体験版は新学期から五月中旬まで。どこかで見たことのある絵だなあと思ったら、グロビュールの絵師さんでした。水彩画の背景や学生たちの方言など、味があって良い。女子たちの対立など陰湿な面も色濃く有りますが、そんな中で気配り屋さんの杉山には癒されます。杉山と白沢の出会いの場面は、艶があって綺麗でした。まだ序の段階で終わっているので、これからどういう方向へ展開していくのかは判りませんが、この独特の空気には惹かれます。


はちゅねピグ(仮) 体験版
(配布終了) 【HP】礼門屋 【ジャンル】ADV 【プレイ時間】7分 【容量】16.6MB 【ツール】LiveMaker 【備考】2009/4/1限定配布 【更新日】2009/5/9
今話題の●ーカロイドを注文した25歳ニートの志亭範太のもとに、なぜかツインテールロリっ娘の「はちゅねピグ」が届く。小生意気なピグに言いくるめられ、仕方なくピグを調教することに……。

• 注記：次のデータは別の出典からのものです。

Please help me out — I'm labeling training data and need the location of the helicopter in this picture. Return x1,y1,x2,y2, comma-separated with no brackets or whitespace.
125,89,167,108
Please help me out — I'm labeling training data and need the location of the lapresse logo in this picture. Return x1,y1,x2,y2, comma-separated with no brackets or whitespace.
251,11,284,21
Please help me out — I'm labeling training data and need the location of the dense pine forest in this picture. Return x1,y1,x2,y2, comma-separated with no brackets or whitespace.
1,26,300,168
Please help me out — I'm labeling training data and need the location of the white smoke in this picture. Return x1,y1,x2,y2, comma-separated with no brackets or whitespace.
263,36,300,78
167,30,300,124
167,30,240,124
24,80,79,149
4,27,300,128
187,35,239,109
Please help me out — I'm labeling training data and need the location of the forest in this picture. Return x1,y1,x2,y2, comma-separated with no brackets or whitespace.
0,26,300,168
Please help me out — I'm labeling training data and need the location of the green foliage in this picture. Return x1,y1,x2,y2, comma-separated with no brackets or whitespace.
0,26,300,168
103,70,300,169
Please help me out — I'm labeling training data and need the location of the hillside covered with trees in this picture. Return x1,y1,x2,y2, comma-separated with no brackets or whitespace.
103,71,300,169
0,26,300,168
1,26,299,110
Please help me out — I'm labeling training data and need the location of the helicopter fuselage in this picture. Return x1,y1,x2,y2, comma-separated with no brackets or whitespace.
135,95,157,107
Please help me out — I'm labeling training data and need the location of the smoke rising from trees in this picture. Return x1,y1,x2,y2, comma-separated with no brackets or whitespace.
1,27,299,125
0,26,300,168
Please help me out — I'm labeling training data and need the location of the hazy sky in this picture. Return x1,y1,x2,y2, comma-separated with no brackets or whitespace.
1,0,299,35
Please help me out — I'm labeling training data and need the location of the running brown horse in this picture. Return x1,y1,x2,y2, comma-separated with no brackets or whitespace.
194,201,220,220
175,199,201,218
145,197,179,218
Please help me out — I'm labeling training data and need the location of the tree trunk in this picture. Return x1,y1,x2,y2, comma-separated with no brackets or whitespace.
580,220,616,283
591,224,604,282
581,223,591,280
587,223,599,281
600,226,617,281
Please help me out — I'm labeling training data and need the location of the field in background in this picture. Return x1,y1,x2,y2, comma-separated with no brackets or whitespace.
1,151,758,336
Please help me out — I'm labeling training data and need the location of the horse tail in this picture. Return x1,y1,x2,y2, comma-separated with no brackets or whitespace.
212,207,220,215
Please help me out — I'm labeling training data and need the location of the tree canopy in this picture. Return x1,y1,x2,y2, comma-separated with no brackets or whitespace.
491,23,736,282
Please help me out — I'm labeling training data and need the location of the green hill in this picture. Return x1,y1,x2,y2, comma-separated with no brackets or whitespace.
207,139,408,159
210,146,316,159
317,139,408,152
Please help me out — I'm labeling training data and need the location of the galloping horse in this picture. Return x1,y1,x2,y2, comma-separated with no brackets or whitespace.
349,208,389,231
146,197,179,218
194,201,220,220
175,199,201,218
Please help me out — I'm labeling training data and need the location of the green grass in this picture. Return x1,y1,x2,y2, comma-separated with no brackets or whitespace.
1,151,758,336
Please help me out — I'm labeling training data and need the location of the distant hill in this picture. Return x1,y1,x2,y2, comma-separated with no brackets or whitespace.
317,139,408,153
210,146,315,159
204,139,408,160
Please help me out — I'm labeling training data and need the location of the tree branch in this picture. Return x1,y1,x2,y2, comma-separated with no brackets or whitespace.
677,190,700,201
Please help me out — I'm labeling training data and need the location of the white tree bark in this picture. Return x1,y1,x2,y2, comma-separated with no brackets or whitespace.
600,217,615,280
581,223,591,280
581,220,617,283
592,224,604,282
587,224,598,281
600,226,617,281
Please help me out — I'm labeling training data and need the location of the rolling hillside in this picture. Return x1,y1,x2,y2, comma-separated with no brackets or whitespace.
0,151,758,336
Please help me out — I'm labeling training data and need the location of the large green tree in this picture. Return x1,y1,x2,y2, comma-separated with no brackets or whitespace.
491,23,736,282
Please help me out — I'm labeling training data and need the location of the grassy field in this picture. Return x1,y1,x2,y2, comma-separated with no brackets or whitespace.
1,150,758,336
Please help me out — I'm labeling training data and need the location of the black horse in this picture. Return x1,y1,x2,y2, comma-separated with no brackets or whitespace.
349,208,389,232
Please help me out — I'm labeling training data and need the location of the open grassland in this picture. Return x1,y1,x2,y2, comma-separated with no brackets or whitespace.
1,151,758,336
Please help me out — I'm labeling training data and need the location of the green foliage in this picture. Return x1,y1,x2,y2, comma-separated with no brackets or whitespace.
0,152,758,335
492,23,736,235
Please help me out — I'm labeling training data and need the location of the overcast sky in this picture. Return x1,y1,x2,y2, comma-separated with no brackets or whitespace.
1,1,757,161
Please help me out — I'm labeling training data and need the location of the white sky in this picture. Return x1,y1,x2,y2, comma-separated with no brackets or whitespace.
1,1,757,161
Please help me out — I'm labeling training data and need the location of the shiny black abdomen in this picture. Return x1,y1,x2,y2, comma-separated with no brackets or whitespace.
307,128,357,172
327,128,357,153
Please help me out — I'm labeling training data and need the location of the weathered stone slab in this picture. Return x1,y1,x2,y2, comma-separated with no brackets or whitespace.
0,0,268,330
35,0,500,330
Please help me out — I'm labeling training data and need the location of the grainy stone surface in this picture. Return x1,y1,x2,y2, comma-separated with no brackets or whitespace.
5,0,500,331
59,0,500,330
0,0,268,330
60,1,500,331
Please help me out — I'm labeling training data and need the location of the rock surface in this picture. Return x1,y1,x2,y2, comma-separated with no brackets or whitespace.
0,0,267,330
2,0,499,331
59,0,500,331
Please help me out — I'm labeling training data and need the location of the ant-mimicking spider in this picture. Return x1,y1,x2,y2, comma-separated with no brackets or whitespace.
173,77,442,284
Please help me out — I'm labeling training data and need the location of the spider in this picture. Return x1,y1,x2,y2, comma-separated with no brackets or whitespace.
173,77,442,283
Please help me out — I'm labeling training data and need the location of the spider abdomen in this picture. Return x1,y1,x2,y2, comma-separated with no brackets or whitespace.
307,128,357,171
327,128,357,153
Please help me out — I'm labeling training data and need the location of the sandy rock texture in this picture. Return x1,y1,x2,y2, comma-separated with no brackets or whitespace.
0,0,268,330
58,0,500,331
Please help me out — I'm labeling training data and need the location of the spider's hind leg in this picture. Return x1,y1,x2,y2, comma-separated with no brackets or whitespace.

2009年エイプリルフール限定ゲーム。服の色が変わりまくる配達員やら、通りすがりのモザイク犬やら、いつの間にか死んでいるトンヌラやら、わりとあちこちで笑ってしまいました。最初に入力したプレイヤーの名前はどこへ行ったんだよ!と思っていたら、最後のキャラ紹介に思いっきり怪しく出てきて噴いた。ミクもどきのロリ娘を素っ裸に剥くのは、ちょっとヤバくないですかね。ちなみに、この「はちゅねピグ」のゲームは本当にあった企画だけれど諸事情で製作中止になったそうで。少し残念です。


漆宮章吾は二度死ぬ 超体験版
(配布終了) 【HP】TRANSPARENCY 【ジャンル】ADV 【プレイ時間】10分 【容量9.82MB 【ツール】吉里吉里2/KAG3 【備考】2009/4/1限定配布 【更新日】2009/4/21
若き天才探偵でありながら、最高に体が弱く死にやすい体質の漆宮章吾。頻繁に依頼を受けることができないため、名声も無いに等しい。そんな漆宮の事務所へ、親交のある寒川刑事が訪れる。寒川から譲り受けたのは、財界で有名な三田バツの主催するクリスマスイヴ前夜祭の招待状。気の進まない漆宮だったが、押しかけ弟子の桐原カムイコムイの駄々に押し切られ、仕方なくパーティーへ参加することに……。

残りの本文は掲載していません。